I am drawn to the condom as lacking exchange value --
or at least with an exchnange value diminished by the fact that it was propelled not by private marketers but by NGOs and a social movement. Apparently this stigmitizes it, at least in certain circles? I wonder to what degree this generalizes across products: if it comes from the goody-goodies (seat belts?)), it invites repudiation from at least a segment of consumers? And/or is it that all the free distribution leads to disvalue -- like the paper clip?
And, yes, just as plausible: the lack of niche-marketing -- why no "style" (in the archaeological sense)? Maybe you will be able to examine this with conversations with condom marketers? Is there a condom trade press to inspect?
There is also the irony of the established porn movie companies doing the "right thing" thereby opening up a niche for upstarts who do the wrong thing. This is not like the Evils of Exxon. It seems like a flip.
And the creation of the "nostalgia" market -- a market perhaps ahead of its time (what's the half-life before nostalgia?) because of the surrounding dynamic of artifice.
And more to go on as well. I think we all look forward to watching this project develop.
Posted by: Harvey Molotch at February 22, 2006 10:02 AM
Ahh, great idea.
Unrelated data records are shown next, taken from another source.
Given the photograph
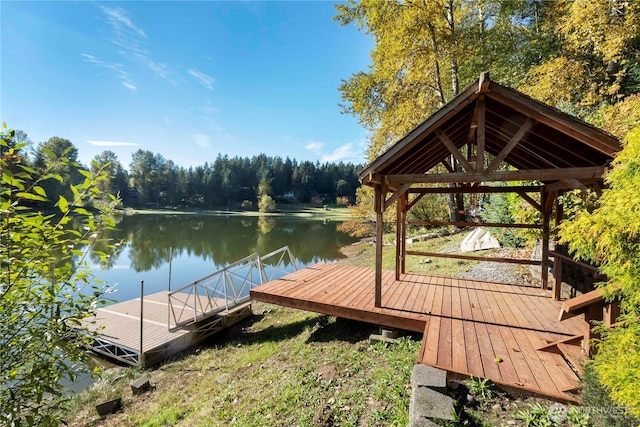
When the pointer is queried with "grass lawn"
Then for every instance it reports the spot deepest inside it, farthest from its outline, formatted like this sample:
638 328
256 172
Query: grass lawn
281 367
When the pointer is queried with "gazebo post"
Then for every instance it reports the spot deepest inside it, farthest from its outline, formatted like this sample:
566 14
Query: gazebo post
379 209
403 200
546 205
399 233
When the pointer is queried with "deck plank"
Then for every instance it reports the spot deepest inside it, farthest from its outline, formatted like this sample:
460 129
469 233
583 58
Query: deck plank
466 324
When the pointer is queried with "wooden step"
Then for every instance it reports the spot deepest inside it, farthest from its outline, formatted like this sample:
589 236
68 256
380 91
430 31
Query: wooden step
574 355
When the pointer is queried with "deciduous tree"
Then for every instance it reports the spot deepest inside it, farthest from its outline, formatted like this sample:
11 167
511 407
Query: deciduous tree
46 288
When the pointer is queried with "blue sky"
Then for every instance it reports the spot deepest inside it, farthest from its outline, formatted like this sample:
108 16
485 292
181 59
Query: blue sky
187 80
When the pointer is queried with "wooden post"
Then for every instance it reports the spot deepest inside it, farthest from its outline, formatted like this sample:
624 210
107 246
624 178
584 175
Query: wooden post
544 276
557 278
379 208
170 262
403 201
141 356
399 233
480 134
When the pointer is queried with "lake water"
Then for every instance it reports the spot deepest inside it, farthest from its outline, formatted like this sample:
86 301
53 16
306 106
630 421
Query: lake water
202 244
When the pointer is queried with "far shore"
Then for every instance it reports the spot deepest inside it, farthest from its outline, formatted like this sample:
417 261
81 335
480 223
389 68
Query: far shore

Just having some thoughts... Did see something at a travel shop on 8th Ave (and was told Toys in Babeland has them) called the Mile High Kit. Comes in different sizes (and prices) includes a condom, lube and then other things (though none that I saw contained latex gloves). First time I ever saw a condom sold/presented as sexy, suggesting intrugue and adventure while flying. Though I don't think the condom brand had anything to do with air travel and kits were not marketed towards a gay male consumer.